Here, there is no evidence that Plaintiffs suffered actual, economic damages as a result of the purported defamation. Carey stated at his deposition that the only change to his business relationship with artists after the Incident is that the artists will now ask for full payment in advance, not that they would not enter into business with him at all. Importantly, Plaintiffs were unable to point to any events that were canceled as a result of the purportedly defamatory statements in the songs, rather than the Incident itself.

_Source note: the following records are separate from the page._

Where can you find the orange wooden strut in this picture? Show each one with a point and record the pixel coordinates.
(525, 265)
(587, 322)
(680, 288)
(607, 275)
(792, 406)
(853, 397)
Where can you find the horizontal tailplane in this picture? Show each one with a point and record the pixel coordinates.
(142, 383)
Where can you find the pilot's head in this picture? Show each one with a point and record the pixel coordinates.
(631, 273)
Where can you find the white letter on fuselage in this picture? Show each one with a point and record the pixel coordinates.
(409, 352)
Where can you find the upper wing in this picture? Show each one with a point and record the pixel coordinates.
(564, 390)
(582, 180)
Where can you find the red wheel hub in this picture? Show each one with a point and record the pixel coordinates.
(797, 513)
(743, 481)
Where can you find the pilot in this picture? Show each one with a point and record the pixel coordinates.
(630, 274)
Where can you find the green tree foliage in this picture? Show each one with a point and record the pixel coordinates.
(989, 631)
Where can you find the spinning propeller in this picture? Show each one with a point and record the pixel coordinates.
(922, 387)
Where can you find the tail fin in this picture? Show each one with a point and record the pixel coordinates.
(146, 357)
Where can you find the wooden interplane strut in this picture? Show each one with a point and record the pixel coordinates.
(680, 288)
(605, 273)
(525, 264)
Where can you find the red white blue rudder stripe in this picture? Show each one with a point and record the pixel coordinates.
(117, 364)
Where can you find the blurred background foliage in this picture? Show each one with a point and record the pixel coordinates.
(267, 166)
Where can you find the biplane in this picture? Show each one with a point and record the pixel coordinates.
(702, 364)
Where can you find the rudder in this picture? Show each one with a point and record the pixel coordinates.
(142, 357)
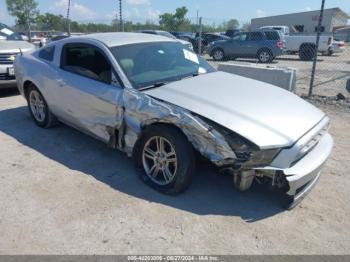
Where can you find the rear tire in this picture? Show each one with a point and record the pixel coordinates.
(307, 52)
(39, 109)
(167, 159)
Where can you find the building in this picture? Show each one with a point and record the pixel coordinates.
(305, 22)
(342, 34)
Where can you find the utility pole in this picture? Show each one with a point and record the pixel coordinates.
(317, 45)
(200, 36)
(121, 23)
(68, 19)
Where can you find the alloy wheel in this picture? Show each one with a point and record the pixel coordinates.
(37, 105)
(264, 56)
(159, 160)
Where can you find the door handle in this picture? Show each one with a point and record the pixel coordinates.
(61, 83)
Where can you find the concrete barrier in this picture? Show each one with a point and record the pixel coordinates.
(283, 77)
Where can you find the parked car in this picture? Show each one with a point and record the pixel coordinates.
(304, 45)
(187, 44)
(232, 32)
(187, 36)
(264, 45)
(207, 38)
(11, 44)
(337, 47)
(160, 103)
(283, 29)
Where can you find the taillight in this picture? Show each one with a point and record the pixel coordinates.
(280, 44)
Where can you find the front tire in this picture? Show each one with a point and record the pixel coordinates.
(39, 109)
(265, 56)
(307, 52)
(218, 54)
(167, 159)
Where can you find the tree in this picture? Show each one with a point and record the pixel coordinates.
(232, 24)
(247, 26)
(25, 12)
(175, 22)
(50, 21)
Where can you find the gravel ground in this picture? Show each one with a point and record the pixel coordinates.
(63, 192)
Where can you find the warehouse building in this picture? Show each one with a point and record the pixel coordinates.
(306, 22)
(343, 34)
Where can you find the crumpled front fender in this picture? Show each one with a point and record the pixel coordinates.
(141, 111)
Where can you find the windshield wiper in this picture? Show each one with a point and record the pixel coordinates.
(156, 85)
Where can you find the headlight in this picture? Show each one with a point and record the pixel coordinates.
(248, 153)
(263, 157)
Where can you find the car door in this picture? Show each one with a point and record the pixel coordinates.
(253, 43)
(89, 90)
(237, 45)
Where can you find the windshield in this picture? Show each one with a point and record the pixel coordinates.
(166, 34)
(6, 31)
(150, 64)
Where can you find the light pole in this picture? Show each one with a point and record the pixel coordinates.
(319, 31)
(68, 19)
(121, 23)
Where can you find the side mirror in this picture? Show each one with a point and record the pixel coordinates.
(115, 82)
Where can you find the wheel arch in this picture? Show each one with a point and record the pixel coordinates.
(26, 85)
(265, 48)
(157, 123)
(217, 48)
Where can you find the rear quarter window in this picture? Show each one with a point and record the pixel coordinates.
(256, 36)
(272, 36)
(47, 53)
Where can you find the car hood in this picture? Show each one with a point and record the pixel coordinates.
(265, 114)
(184, 42)
(15, 46)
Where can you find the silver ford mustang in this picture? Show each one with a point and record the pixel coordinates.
(151, 98)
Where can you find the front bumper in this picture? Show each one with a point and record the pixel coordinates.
(303, 176)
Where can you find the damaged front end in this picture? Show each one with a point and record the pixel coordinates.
(229, 151)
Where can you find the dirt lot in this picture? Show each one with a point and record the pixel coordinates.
(62, 192)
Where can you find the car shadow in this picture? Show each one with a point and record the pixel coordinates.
(210, 193)
(296, 59)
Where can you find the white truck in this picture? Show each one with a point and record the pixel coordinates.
(304, 45)
(11, 44)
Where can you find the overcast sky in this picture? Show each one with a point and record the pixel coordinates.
(213, 11)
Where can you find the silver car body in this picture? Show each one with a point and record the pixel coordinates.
(266, 115)
(8, 51)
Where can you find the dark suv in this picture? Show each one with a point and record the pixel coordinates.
(263, 45)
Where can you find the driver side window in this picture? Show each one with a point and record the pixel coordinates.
(86, 60)
(240, 37)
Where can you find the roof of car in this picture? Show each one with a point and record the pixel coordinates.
(119, 39)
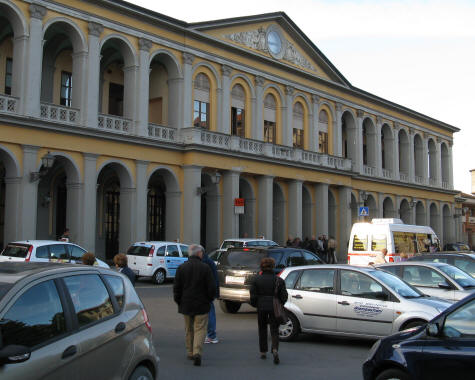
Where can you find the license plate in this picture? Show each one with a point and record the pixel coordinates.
(235, 280)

While Carey points to a Cardi-B show that was planned to take place after the January 2, 2020 event, he concedes this show was canceled because he could no longer afford to pay for it since he was counting on the money from the January 2, 2020 event. Plaintiffs also admit that soon after the Incident, the COVID-19 pandemic hit the country and put a halt on entertainment shows. The canceled Cardi-B show thus were not a result of the purportedly defamatory statements in Kirk's songs.

Moreover, as result of the pandemic, Anyadike pivoted into a different career—he now owns a "successful studio in Baltimore, Maryland[.]" Therefore, Anyadike is essentially seeking damages for a job he is no longer interested in pursuing. Finally, the record is devoid of any evidence that Plaintiffs have spent any money to rehabilitate their reputation as promoters.

Because Plaintiffs have failed to present evidence of actual, out of pocket losses they incurred as a result of the allegedly defamatory statements made against them, summary judgment is granted in Kirk's favor as to Plaintiffs' claims for defamation per quod.

Congratulations to Drew Findling and Zack Kelehear (Findling Law Firm) and Scott Cagan and Brian Bieber (GrayRobinson, P.A.), who represented Kirk.